Hi, I'm Dr.Tracy Marks, a psychiatrist, and I make mental health education articles. Today I'm talking about emotional programming, what it looks like and what it does to your thinking. Your early life experiences with your parents, siblings, and other people in your life, leave an imprint on you that carries over into your adult life. No one's life is perfect because we're all imperfect people and make mistakes. We say the wrong things, don't do enough of the right things, et cetera. So the imprint that you're left with is a mixture of positive and negative experiences.
If you have enough positive experiences to fill your emotional cup, you can process the negative experiences and compartmentalize them in a way that they don't dictate every aspect of your adult life. The negative experiences have their place. It's not like you can't remember them, but you're able to shake them off and keep moving.
If the sum total of your experiences were negative, or you had some early traumatic experiences that disrupted your emotional development, your imprint becomes predominantly negative and affects the way that you interact in the present day. So when instead of having an emotional cup that's full most of the time, or is easy to refill, you have a hole in the bottom of your cup and you can't keep it full and it keeps getting depleted.
So how does this affect your thoughts and outlook on the world? You develop what's called maladaptive schema in dialectical behavior therapy terms, but I'm gonna call it negative emotional programming that creates these distorted stories that you tell yourself. These stories keep building and strengthening when your emotional cup gets depleted and you're working hardto fill it back up.So here are six types of negative stories that you can come to believe and let guide your behavior.
Number one is the abandonment story. This tends to develop from early experiences with people who were cold, distant, or critical. And like wise, you tend to end up in relationships with a similar dynamic, with people who are treating you similarly. With this story, you say things like people don't really care about me. No matter how good things seem, it never lasts. I'm destined to end up alone. I worry about people I care about leaving or dying.
Ways to deconstruct and think through this is to ask yourself, do you have unrealistic expectations of how relationships should be? In what ways could you practice being vulnerable so that you can open yourself up to experiencing more joy in relationships? How can you focus on developing more trust in a relationship? Because of your early experience, your reflexive reaction is to close down and protect yourself from being hurt.
So to work past that, you have to allow yourself to be more vulnerable. And what does that look like? I talk about being more emotionally vulnerable in relationships in this article on using conversation to create intimacy and combat loneliness.
Next is the dependent story. You can develop this story from early experiences of being over protected in a way that didn't allow you to take appropriate risks and learn from your mistakes. If you were blocked from making your own decisions and not being allowed to fall down, you don't learn how to stand back up and be resilient.

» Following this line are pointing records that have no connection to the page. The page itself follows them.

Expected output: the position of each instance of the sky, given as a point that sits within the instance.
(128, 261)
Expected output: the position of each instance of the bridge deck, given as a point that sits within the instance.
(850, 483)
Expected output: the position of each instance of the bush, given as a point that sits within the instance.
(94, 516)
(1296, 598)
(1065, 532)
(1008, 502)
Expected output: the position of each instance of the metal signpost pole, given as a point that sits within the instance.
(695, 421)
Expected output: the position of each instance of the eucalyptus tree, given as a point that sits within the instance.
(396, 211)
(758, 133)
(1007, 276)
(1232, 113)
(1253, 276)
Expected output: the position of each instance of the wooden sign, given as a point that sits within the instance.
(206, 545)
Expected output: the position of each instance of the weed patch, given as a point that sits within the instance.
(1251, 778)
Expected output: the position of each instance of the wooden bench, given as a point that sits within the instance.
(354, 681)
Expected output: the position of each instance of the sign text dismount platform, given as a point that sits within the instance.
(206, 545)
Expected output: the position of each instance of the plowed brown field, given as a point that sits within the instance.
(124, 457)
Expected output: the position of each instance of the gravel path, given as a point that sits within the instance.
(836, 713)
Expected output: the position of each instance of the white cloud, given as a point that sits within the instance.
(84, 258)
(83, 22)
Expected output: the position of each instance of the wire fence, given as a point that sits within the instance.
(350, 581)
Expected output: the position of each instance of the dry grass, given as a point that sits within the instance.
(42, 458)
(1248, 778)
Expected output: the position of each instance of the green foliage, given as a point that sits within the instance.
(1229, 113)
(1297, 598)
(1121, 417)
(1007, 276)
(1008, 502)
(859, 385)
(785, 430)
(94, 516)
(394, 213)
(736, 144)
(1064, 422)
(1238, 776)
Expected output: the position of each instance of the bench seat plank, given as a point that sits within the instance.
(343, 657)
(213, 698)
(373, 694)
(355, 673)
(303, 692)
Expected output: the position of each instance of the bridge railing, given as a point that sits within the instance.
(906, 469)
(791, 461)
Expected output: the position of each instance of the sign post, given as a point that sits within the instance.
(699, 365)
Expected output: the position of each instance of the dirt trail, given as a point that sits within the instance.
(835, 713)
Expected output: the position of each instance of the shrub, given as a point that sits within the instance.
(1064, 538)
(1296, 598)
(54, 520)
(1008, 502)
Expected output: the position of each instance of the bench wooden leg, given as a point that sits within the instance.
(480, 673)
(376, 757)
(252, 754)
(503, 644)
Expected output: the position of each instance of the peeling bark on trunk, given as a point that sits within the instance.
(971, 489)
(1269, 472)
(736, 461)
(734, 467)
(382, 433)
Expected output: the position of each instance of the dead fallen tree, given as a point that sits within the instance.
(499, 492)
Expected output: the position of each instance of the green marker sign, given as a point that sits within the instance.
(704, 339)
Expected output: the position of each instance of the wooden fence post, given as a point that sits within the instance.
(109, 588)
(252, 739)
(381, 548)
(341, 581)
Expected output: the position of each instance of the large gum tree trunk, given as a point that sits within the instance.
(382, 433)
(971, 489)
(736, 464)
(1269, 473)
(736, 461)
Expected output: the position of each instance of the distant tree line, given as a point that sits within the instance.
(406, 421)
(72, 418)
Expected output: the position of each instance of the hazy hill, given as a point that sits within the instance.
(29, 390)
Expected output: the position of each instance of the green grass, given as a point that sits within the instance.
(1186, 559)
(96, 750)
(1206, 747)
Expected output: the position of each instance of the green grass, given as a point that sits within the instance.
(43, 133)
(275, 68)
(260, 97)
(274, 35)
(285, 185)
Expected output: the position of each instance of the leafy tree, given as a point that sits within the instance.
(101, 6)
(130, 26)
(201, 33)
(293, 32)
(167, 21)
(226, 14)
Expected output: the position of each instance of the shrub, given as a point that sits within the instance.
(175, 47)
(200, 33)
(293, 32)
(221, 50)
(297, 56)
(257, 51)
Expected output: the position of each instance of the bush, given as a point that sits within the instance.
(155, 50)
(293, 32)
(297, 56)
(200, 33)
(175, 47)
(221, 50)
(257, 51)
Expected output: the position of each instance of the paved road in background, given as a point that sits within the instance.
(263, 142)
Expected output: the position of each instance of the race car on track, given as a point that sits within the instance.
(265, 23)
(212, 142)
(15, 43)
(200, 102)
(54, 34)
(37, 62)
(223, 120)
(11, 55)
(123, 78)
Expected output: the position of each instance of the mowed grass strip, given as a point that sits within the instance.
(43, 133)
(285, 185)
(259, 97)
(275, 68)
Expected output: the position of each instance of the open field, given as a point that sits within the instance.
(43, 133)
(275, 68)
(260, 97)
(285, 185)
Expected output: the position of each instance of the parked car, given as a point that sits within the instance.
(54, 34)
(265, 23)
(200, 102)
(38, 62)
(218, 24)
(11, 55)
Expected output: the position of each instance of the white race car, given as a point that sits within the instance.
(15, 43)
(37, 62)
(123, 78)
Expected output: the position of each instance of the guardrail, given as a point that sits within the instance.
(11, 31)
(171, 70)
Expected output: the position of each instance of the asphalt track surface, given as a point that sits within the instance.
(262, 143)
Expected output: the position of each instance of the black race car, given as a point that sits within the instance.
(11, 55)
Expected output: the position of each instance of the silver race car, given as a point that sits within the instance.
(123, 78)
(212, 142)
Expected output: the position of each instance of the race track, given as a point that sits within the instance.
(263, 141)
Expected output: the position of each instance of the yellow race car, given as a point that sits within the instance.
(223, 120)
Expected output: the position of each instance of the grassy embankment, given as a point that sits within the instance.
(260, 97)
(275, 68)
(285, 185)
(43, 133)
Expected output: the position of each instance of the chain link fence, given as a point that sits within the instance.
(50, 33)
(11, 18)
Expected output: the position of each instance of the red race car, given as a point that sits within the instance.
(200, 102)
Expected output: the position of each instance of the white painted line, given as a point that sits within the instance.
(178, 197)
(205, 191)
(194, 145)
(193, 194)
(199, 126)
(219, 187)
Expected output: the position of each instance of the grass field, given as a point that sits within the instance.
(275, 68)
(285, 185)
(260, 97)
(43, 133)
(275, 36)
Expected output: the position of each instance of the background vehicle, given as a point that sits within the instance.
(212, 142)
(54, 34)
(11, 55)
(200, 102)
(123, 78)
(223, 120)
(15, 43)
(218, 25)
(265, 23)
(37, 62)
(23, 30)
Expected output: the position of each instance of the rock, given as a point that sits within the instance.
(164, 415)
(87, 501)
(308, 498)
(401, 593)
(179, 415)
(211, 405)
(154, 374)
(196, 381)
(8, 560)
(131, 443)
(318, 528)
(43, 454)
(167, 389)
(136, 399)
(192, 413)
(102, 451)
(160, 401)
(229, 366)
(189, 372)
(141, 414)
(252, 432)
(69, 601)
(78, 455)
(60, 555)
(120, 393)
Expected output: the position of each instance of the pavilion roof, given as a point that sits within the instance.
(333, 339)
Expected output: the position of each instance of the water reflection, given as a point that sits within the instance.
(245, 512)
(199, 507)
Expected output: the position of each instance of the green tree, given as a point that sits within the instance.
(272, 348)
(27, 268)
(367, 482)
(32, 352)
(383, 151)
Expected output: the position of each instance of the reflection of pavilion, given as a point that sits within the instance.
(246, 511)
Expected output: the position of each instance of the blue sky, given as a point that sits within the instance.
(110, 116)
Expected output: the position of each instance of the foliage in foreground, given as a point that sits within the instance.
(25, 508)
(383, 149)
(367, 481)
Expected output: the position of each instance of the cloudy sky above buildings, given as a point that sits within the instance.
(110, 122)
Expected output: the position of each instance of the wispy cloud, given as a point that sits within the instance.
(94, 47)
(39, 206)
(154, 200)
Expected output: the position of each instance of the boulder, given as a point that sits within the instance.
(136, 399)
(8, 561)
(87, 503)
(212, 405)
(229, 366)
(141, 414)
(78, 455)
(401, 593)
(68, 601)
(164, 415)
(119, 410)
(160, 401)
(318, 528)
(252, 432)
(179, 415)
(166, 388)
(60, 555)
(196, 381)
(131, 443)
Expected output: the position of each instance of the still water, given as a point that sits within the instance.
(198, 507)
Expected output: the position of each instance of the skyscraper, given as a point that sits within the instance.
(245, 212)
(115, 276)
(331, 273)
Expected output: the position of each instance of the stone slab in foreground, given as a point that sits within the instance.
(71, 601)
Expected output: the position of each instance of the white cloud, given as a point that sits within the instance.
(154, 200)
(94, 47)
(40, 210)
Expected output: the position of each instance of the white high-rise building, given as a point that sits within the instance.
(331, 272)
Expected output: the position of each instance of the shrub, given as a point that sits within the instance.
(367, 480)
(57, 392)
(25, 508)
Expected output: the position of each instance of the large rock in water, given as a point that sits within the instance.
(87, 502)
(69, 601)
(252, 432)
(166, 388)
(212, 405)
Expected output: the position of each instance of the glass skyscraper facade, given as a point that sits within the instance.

So you can say things like, I can't cope with being alone. I can't trust my own judgment. I need someone to take care of me and to make me happy. Life is too overwhelming to cope with on my own. To deconstruct this, ask yourself, what are some small ways that you can challenge yourself to do something outside of your company zone? How can you gradually build taking on more responsibilities? What can you do to enjoy your solitude more? You need to learn to be more comfortable with yourself so that you can be able to sooth yourself and break away from this pattern of being too dependent on someone else to meet your needs.
Number three is the unworthy story. You can develop this kind of thinking if you felt the standards you had to meet were so.